Cinque le misure cautelari in carcere eseguite, oltre a 4 arresti ai domiciliari e un obbligo di dimora. Gli indiziati devono rispondere, a vario titolo, di associazione di tipo mafioso, estorsione, associazione finalizzata al traffico di stupefacenti.
Eseguite anche 23 perquisizioni personali e locali (di cui 3 in carcere) nei confronti dei destinatari delle misure.
Le indagini, coordinate dalla Dda di Palermo, hanno consentito di acquisire un compendio investigativo sugli assetti mafiosi nel territorio di Favara (AG) e quello di Palma di Montechiaro (AG), quest’ultimo caratterizzato – come accertato da sentenze definitive – dalla convivenza della articolazione territoriale di Cosa Nostra e di formazioni criminali denominate “paracchi” sul modello della Stidda. In questo contesto i carabinieri hanno raccolto indizi sul tentativo di uno degli indagati di espandere la propria influenza al di là del territorio palmese, ossia su Favara e sul Villaggio Mosè di Agrigento; sul ruolo di “garante” esercitato dal vertice della famiglia di Palma di Montechiaro a favore di un esponente della Stidda, al cospetto dell’allora reggente del mandamento di Canicattì.
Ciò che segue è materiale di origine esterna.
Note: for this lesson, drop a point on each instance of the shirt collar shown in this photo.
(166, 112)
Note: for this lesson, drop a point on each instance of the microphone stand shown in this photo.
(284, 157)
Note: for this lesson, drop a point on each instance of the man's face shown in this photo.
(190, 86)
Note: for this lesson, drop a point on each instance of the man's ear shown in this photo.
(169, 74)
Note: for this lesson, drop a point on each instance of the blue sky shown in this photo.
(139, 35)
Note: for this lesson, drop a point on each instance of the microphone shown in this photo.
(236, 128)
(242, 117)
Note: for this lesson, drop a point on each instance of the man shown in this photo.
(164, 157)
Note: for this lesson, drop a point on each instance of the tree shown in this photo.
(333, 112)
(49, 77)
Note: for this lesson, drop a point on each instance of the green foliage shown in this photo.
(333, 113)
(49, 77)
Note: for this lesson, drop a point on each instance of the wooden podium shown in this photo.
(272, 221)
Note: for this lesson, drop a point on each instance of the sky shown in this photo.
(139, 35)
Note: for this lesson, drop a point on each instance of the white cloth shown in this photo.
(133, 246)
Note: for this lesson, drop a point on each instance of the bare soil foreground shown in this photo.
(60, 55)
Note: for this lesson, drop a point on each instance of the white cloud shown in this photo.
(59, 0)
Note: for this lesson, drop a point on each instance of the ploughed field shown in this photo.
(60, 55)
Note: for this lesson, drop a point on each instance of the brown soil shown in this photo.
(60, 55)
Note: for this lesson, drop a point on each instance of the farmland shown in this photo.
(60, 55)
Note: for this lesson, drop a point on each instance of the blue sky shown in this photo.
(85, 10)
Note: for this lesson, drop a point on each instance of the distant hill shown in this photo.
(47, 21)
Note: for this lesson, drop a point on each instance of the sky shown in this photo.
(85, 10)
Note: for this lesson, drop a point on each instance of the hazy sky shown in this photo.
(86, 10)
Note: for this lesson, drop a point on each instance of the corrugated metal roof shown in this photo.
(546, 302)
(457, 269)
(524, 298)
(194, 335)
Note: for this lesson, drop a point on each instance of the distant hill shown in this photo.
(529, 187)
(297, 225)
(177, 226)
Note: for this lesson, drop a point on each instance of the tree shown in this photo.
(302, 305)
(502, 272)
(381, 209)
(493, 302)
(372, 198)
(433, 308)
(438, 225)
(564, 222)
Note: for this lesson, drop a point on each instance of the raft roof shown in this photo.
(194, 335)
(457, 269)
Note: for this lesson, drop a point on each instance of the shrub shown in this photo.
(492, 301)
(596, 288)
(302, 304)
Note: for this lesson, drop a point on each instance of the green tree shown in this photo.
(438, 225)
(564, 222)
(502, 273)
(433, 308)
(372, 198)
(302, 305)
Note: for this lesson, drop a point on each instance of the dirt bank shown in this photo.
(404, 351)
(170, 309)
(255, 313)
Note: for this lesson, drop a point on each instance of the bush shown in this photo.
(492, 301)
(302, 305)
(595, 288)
A carico di alcuni degli indagati sono stati acquisiti anche gravi indizi sull’interferenza esercitata da Cosa Nostra sul lucroso settore economico delle transazioni per la vendita di uva e la progressiva ingerenza in questo comparto da parte della Stidda. In tale ambito sono emersi rapporti del vertice della famiglia mafiosa di Palma di Montechiaro con la ‘Ndrina calabrese dei Barbaro di Platì. L’inchiesta ha portato alla luce anche il controllo illecito di una grossa parte del settore imprenditoriale delle slot machines e degli apparecchi da gioco installati nei locali commerciali.
Oltre 100 i carabinieri di Agrigento e del Ros in azione che sono stati supportati dai colleghi di Palermo, Trapani, Caltanissetta, Enna e dallo squadrone Eliportato Cacciatori di Sicilia. Sono state eseguite anche 20 perquisizioni. L’inchiesta “Condor”, sviluppata dai carabinieri del nucleo Investigativo di Agrigento con il coordinamento del procuratore aggiunto della Dda Paolo Guido e dal pm Claudio Camilleri, scaturisce dalle convergenze investigative del blitz “Xydi” del 2 febbraio del 2021. Allora, il Ros – che strinse il cerchio sull’ultima rete di fiancheggiatori del boss Matteo Messina Denaro – eseguì 23 fermi di indiziato di delitto emessi dalla Dda.
Fra gli arrestati di allora c’erano anche due poliziotti e la penalista, mancata collaboratrice di giustizia, Angela Porcello, che avrebbe trasformato il suo studio legale di Canicattì nel quartier generale del mandamento di Cosa Nostra veicolando all’esterno i messaggi del boss Giuseppe Falsone. Lo scorso 6 dicembre, il gup del tribunale di Palermo, Paolo Magro, si è pronunciato sugli imputati che avevano scelto il rito abbreviato. Fra gli altri è stata condannata a 15 anni e 4 mesi di reclusione proprio l’ex penalista Angela Porcello, cancellata dall’albo dopo l’arresto nell’ambito dell”operazione “Xydi”. Venti anni vennero inflitti, invece, all’imprenditore mafioso Giancarlo Buggea, di Campobello di Licata, ex compagno di Angela Porcello. In tutto furono 15 le condanne e 5 le assoluzioni.